Wilkes was the only member of the team allowed in the lab since he was a graduate student. However, the interdisciplinary nature of the project turned out to be an advantage for the team when overcoming this access issue.
“[It was] a lot of different systems that had to be brought together,” he said. “Because of all those different systems, we were able to work on it in pieces from people's homes,” St. Martin said.
Wilkes explained that the team had to coordinate over virtual meetings.
“Most of what we developed was theorized over meetings and tested at various group members’ homes using lower-cost parts,” Wilkes said.
The team went through several design iterations using inexpensive equipment and lower-powered lasers before the members ramped up to their final design.
Rudy — who was in charge of working on the gimbal, the component that controls the horizontal and vertical movement of BELLE — had to come up with creative solutions to replicate being in the lab. The gimbal had to be able to withstand a 100-watt laser.
"I wasn't able to use in-lab data for the gimbal,” Rudy said. “I had to estimate what kind of readings I might expect from the laser on the photovoltaic cell and how the gimbal should move in response. I was doing that at home with a flashlight and photodiodes."
Wilkes was surprised how many ideas worked well right off the bat.
"From my experience, this is pretty rare in research,” Wilkes said. Our tracking demo in which we tracked a ping pong ball with retroreflective tape worked very well and could even track the ball as it was being tossed up and down. Additionally, we were able to squeeze a huge amount of power out of a photovoltaic array smaller than a sticky note by beaming laser power."
Rudy remarked on how exciting the project is because of the innovative tracking algorithm.
“There's been power beaming before but there's never been power beaming that was mobile,” Rudy said.
Although the team was able to find a solution to the lack of lab access, their process was still hampered by the pandemic. According to Rudy, it was not until September that they were allowed back in the lab to combine the subcomponents of their project.
"[W]e did both laser power beaming and the optical track. Those things have been done before individually but never integrated together," St. Martin said. He explained that not being able to assemble it until a later date hindered their process. “It didn't give us as much time to go through debugging and working out the kinks in the system," St. Martin said.
Gupta commended the team for their dedication — the long hours the team spent working on their poster and coordinating their presentation paid off.

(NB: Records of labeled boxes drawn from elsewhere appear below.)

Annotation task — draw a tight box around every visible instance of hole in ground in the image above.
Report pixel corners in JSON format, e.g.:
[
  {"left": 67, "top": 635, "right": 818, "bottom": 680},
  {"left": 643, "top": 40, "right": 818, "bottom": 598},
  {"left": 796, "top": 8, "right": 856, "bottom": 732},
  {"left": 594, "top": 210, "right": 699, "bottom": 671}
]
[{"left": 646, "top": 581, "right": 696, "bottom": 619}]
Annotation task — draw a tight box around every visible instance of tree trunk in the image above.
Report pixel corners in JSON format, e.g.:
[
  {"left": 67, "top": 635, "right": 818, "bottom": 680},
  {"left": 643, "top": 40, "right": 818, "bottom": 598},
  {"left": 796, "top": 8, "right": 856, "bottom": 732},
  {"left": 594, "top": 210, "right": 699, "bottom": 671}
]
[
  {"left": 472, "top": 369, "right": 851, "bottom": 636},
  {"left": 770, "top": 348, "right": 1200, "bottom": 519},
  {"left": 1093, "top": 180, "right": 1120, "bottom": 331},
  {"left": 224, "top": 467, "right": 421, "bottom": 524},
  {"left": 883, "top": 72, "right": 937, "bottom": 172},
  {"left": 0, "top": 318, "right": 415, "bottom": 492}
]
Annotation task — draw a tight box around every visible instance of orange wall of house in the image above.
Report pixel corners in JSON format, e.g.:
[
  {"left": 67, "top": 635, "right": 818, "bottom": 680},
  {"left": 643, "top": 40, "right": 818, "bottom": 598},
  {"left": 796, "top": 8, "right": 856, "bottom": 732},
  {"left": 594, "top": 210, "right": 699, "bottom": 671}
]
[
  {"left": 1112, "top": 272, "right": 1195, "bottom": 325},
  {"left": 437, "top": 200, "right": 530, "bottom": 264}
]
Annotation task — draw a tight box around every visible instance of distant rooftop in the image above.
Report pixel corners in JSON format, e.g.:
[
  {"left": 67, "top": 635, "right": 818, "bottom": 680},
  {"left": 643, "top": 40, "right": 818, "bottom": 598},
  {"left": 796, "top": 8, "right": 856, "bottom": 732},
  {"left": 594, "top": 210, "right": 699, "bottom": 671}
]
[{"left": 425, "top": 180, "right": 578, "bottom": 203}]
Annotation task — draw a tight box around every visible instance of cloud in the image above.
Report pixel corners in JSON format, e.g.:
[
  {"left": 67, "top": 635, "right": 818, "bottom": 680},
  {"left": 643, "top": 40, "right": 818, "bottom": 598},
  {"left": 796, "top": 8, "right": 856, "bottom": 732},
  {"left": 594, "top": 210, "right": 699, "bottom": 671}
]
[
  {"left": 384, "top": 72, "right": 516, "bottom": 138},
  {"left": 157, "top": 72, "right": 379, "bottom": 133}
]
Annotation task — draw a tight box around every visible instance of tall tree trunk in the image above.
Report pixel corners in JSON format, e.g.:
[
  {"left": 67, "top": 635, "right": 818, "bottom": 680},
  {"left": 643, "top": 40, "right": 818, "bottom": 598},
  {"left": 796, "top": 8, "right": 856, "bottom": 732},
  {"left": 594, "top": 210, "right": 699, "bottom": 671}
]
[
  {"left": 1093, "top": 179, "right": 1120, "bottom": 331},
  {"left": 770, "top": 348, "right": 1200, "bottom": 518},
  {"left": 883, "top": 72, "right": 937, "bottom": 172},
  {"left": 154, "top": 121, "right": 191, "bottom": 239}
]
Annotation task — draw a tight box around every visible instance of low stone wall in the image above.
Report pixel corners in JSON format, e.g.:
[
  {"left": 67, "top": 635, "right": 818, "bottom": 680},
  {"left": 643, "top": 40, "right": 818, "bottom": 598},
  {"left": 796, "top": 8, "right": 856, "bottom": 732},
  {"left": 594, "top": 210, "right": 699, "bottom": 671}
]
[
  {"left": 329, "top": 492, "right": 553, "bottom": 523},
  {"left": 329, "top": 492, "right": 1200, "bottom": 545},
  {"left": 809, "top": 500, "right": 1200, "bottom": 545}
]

“We worked hard, even nights,” Gupta said. “Nine o'clock, 10 o'clock in the night having a student meeting to discuss the paper we had to submit to NASA.”
In January of this year, the team received awards for the best technical poster and the best technical demonstration. The team was notified of their awards during an awards ceremony zoom call with the other teams. Michigan Technological University won the challenge’s top honor. Gupta expressed his thanks to the students for their hard work and to NASA for giving the students the opportunity to think outside the box and compete at a national level.